Any suggestions how to manage keeping my lotion bars from melting down?  Last time I had 5 baskets offering different fragrances displayed on a 4-ft table.  I can put out one of each as a sample and keep the rest in a cooler, but that will leave my display looking pretty bare.  
Will the soaps be okay out on display, or should I keep many of them packed away as well?  I do have a canopy to provide shade, 97 is pretty toasty even in the shade!  
(And you folks from places like Arizona and Nevada where it's in the 100s, please don't laugh.  We're just not used to this in Portland!)


----------



## impish (Jun 20, 2021)

So, what did you do? How did it go?
Couldn't offer advice as I've never sold soap in the heat, or anywhere.


----------



## JoyfulSudz (Jun 20, 2021)

impish said:


> So, what did you do? How did it go?
> Couldn't offer advice as I've never sold soap in the heat, or anywhere.


Thanks for asking, but the market is next Saturday (the 26th).  I'm about half serious about skipping it, but it's only once a month, so I do hate to miss the opportunity, especially after working hard to prepare for it.  If I do it, the lotion bars will definitely have to stay in a cooler (wish I could fit in one too!)


----------



## Ford (Jun 20, 2021)

Hi, could you put freezer packs. Under a light covering. And place your bars on top. You would replace periodically. With others in an ice chest. ??


----------



## Peachy Clean Soap (Jun 20, 2021)

JoyfulSudz said:


> I'm preparing for my 2nd market ever next Saturday and the forecast is for a high of 97!  Along with my soaps, I'm selling lotion bars.
> Any suggestions how to manage keeping my lotion bars from melting down?  Last time I had 5 baskets offering different fragrances displayed on a 4-ft table.  I can put out one of each as a sample and keep the rest in a cooler, but that will leave my display looking pretty bare.
> Will the soaps be okay out on display, or should I keep many of them packed away as well?  I do have a canopy to provide shade, 97 is pretty toasty even in the shade!
> (And you folks from places like Arizona and Nevada where it's in the 100s, please don't laugh.  We're just not used to this in Portland!)


When I had gone to Oregon I couldn't believe how intense the sun is' much more then my CA Desert' hard to believe but true.   


Ford said:


> Hi, could you put freezer packs. Under a light covering. And place your bars on top. You would replace periodically. With others in an ice chest. ??

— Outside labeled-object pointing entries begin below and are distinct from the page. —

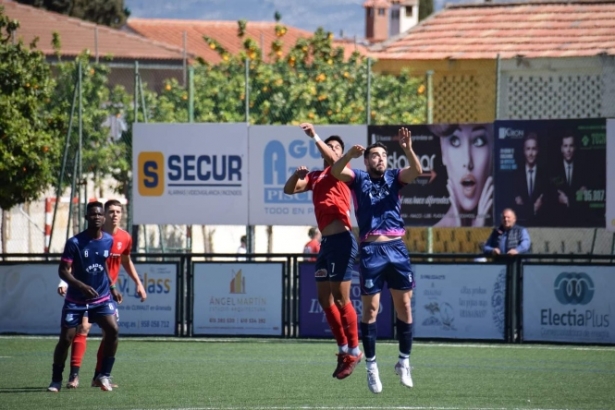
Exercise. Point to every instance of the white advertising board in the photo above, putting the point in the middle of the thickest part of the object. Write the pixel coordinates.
(190, 174)
(567, 303)
(459, 301)
(29, 301)
(237, 299)
(610, 175)
(275, 152)
(157, 314)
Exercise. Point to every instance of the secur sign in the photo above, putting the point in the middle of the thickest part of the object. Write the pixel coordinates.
(275, 152)
(190, 174)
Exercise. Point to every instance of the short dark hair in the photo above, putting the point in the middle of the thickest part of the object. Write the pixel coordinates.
(312, 232)
(112, 202)
(531, 136)
(372, 146)
(95, 204)
(568, 134)
(335, 138)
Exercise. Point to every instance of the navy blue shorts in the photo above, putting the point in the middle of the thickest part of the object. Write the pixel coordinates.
(385, 262)
(72, 313)
(336, 257)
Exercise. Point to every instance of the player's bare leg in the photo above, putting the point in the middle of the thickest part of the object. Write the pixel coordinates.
(110, 328)
(78, 348)
(403, 309)
(369, 331)
(348, 315)
(59, 358)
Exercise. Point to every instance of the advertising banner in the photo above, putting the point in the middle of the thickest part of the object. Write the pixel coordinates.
(190, 173)
(572, 304)
(459, 301)
(455, 188)
(610, 175)
(312, 320)
(238, 299)
(157, 314)
(29, 300)
(275, 152)
(552, 172)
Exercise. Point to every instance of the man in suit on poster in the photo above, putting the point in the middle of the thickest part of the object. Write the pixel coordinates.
(568, 179)
(530, 186)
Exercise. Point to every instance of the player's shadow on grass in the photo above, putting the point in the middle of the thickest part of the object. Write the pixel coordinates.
(23, 390)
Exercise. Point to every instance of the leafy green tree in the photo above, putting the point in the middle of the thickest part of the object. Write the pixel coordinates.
(105, 12)
(29, 133)
(312, 82)
(29, 143)
(103, 153)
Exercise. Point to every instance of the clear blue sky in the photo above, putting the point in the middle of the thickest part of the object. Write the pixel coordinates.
(333, 15)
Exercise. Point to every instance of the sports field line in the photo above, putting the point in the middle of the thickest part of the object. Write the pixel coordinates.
(354, 407)
(465, 345)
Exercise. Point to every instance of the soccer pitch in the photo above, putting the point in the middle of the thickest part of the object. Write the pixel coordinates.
(296, 374)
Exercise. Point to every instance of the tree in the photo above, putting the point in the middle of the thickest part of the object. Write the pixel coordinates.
(29, 133)
(103, 154)
(312, 82)
(425, 9)
(105, 12)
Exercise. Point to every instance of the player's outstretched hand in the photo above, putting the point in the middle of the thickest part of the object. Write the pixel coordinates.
(88, 291)
(356, 151)
(141, 293)
(117, 295)
(405, 138)
(301, 172)
(308, 129)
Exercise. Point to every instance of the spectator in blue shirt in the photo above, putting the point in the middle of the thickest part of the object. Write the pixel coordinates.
(508, 238)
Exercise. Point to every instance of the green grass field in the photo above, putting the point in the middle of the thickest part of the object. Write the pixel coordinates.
(290, 374)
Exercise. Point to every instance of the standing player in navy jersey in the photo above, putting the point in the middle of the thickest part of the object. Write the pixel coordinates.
(384, 257)
(84, 268)
(338, 250)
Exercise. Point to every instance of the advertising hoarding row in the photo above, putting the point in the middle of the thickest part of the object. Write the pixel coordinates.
(553, 173)
(30, 304)
(227, 174)
(567, 303)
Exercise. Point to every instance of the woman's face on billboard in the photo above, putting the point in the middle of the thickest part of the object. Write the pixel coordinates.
(466, 153)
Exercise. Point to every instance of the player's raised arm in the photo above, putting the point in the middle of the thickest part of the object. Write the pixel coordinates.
(325, 150)
(132, 272)
(340, 169)
(297, 182)
(413, 170)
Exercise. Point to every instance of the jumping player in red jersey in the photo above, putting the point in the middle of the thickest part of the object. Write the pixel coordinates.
(120, 256)
(333, 270)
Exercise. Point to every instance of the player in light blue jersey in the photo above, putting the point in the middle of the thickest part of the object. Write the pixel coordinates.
(84, 268)
(384, 257)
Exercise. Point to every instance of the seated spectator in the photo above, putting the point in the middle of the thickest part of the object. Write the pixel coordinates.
(508, 238)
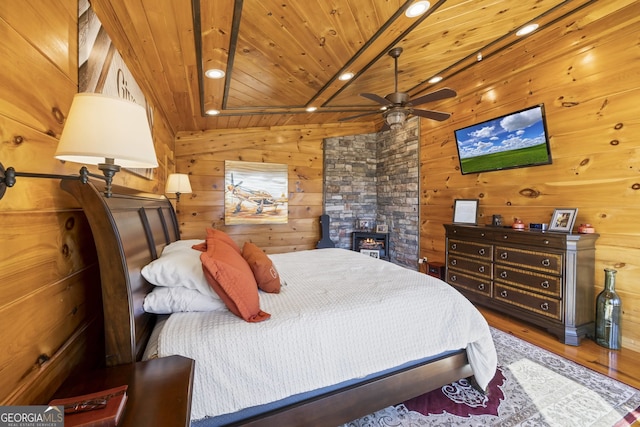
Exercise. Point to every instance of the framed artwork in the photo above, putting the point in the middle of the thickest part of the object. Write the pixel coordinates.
(364, 224)
(255, 193)
(563, 220)
(465, 211)
(101, 68)
(373, 253)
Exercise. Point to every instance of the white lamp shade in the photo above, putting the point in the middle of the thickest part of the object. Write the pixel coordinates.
(178, 183)
(100, 127)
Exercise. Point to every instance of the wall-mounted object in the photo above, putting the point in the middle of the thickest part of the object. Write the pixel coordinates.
(178, 183)
(99, 130)
(514, 140)
(465, 211)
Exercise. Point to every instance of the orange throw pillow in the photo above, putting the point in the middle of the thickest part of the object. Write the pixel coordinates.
(231, 278)
(263, 269)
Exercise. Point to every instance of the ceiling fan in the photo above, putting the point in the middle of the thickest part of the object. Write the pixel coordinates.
(398, 106)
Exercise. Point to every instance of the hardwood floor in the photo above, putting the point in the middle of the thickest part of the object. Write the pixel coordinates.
(623, 365)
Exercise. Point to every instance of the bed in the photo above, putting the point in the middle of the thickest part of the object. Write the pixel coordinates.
(131, 230)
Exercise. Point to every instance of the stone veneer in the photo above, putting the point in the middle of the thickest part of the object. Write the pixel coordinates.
(375, 177)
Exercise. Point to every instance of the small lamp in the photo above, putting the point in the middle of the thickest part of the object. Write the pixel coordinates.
(395, 117)
(99, 130)
(178, 183)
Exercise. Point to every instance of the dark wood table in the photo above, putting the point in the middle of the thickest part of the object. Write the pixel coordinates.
(159, 392)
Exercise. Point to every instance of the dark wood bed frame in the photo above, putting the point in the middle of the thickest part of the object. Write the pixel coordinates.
(130, 229)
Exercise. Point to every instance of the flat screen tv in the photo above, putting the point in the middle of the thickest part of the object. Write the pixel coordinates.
(514, 140)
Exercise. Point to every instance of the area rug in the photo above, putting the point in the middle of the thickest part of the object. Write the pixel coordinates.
(532, 387)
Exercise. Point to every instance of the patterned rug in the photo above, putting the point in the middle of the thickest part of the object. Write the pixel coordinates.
(532, 387)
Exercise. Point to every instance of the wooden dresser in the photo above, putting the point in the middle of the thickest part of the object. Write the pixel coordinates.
(541, 277)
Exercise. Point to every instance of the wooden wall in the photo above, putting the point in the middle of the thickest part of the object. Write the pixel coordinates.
(202, 155)
(50, 311)
(585, 71)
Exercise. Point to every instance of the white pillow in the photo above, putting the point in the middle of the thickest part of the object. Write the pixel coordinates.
(178, 265)
(175, 300)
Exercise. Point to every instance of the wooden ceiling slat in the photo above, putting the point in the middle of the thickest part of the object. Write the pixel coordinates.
(288, 53)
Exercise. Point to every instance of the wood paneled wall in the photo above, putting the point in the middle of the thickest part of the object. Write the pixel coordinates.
(585, 71)
(202, 156)
(50, 306)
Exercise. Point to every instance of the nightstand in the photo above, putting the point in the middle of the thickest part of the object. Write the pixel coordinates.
(159, 392)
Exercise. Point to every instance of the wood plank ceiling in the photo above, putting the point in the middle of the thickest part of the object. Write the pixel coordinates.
(282, 56)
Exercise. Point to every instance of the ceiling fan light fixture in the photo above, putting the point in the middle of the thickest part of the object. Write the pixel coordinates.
(214, 73)
(395, 118)
(417, 9)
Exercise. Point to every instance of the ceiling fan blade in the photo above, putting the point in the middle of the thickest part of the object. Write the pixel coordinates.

Sounds like a good Idea' it would keep the soap cool.


----------



## KimW (Jun 20, 2021)

There was an old market blog - not sure of site - that said they used a big supply of gel ice packs, and frozen vacuum seal bags filled with water packed under and around their products for very hot days.  They also brought along a carpet for the ground, or some other covering, to help alleviate the rising heat from the parking lot surface.  I'd think that if you're on grass, you'd be cooler not covering the grass.  They also told their customers not to leave the products in their car or they would melt.  Even so, if someone raised a bit of a stink about a purchase melting, they would replace the item...so maybe something to be mentally prepared for.

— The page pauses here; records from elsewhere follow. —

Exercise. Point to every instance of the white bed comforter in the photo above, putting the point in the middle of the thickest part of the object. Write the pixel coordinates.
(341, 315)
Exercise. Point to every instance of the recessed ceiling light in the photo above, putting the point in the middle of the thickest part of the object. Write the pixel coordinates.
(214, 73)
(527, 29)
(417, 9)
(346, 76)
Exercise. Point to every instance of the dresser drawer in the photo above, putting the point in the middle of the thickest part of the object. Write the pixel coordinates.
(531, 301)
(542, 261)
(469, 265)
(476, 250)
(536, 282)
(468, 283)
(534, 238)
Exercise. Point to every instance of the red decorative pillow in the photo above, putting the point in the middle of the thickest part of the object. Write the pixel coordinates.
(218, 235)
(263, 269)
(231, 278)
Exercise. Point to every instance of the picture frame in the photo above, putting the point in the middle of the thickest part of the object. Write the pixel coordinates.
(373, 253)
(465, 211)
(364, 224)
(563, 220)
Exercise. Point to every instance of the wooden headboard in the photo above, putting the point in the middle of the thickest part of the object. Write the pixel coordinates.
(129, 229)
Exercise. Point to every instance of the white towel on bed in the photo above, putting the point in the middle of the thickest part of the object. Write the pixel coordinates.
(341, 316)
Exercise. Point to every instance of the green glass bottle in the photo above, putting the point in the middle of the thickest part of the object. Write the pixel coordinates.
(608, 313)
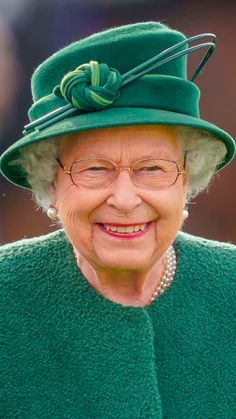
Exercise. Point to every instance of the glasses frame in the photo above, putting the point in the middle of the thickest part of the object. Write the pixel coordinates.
(180, 171)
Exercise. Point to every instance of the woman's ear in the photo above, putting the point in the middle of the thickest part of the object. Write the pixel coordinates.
(53, 194)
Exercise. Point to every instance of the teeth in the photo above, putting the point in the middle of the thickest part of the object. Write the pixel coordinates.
(123, 229)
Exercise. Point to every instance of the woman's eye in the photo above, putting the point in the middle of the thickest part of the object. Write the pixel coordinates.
(151, 169)
(96, 168)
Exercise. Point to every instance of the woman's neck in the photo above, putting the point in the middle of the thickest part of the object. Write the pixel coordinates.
(129, 288)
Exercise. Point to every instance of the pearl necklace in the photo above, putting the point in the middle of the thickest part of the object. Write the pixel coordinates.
(168, 274)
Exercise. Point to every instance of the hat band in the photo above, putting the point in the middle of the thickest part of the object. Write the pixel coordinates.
(155, 92)
(85, 88)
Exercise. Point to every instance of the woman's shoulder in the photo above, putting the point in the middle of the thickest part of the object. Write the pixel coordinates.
(220, 256)
(30, 253)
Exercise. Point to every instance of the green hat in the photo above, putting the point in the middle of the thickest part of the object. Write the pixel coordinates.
(129, 75)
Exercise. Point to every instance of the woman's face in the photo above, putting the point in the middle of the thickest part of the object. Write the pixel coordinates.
(88, 215)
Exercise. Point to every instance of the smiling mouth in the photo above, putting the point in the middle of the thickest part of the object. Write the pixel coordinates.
(125, 229)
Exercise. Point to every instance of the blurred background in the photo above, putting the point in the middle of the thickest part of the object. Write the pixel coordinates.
(31, 30)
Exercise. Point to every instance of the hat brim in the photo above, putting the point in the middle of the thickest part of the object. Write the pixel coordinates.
(110, 117)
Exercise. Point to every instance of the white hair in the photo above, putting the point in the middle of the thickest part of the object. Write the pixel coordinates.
(204, 152)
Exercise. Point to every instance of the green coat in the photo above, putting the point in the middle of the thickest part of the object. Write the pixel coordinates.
(68, 352)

To keep themselves cool, they used the gel packs wrapped in a cloth and then around their necks, and small pans of water to stick their feet in for a few minutes here and there for a quick cool down.   Another thing they did was to make sure they had a partner, or someone committed to coming to relieve them at a certain time, so they could take at least one break to find some a/c somewhere and get really cooled off.  Oh - and hats and shades.   I've never done a market when it was really hot, but I grew up in a hot climate and all of these make sense to me.   I'll add that a small usb powered fan might be nice for you as well.  

oops - I see @Ford posted a nice concise reply before I was done typing my little novella!


----------



## Zany_in_CO (Jun 20, 2021)

You didn't mention how early you start. If it opens at 7 AM, I would put out a proper display. Then when it starts to get hot (78°F for lotion) but not TOO hot, put all the "perishables" in a cooler under the table. I hope you get a shady spot! GOOD LUCK!

TIP: It's important for you to stay hydrated so you don't get loopy. Be sure to have a gallon of your favorite drink handy to keep you going. Water is great.

ETA: There's no shame in closing up and leaving early if the heat gets to you.   Most customers around here are out shopping early and market traffic slows down around 11:00 AM.


----------



## JoyfulSudz (Jun 20, 2021)

@Ford  Freezer packs are a good idea.  I can put them under some samples, then sell bars kept in the cooler.

@Peachy Clean Soap Yes, the midsummer sun can feel brutal.  And since we might have a high of 68 one day, then 98 a few days later, it's hard to get adjusted to the temperature.

@KimW Lots of good ideas in there.  Thank you!  My spot is right in the middle of a parking lot. No trees, no grass.  I like the carpet idea.  Easier on my feet standing for a long time too.

@Zany_in_CO  Hours for the market are 10am to 4pm.  I asked if they might be changed due to the heat, but no dice, at least for this month.  Closing up early is not an option because we are instructed not to take down our booth until after 4.  I can't imagine anyone will be out shopping in such a hot afternoon.  That's part of why I'm considering just cancelling for this month.


----------



## Becky1024 (Jun 21, 2021)

Keep your products in the shade and out of the sun as much as you can. 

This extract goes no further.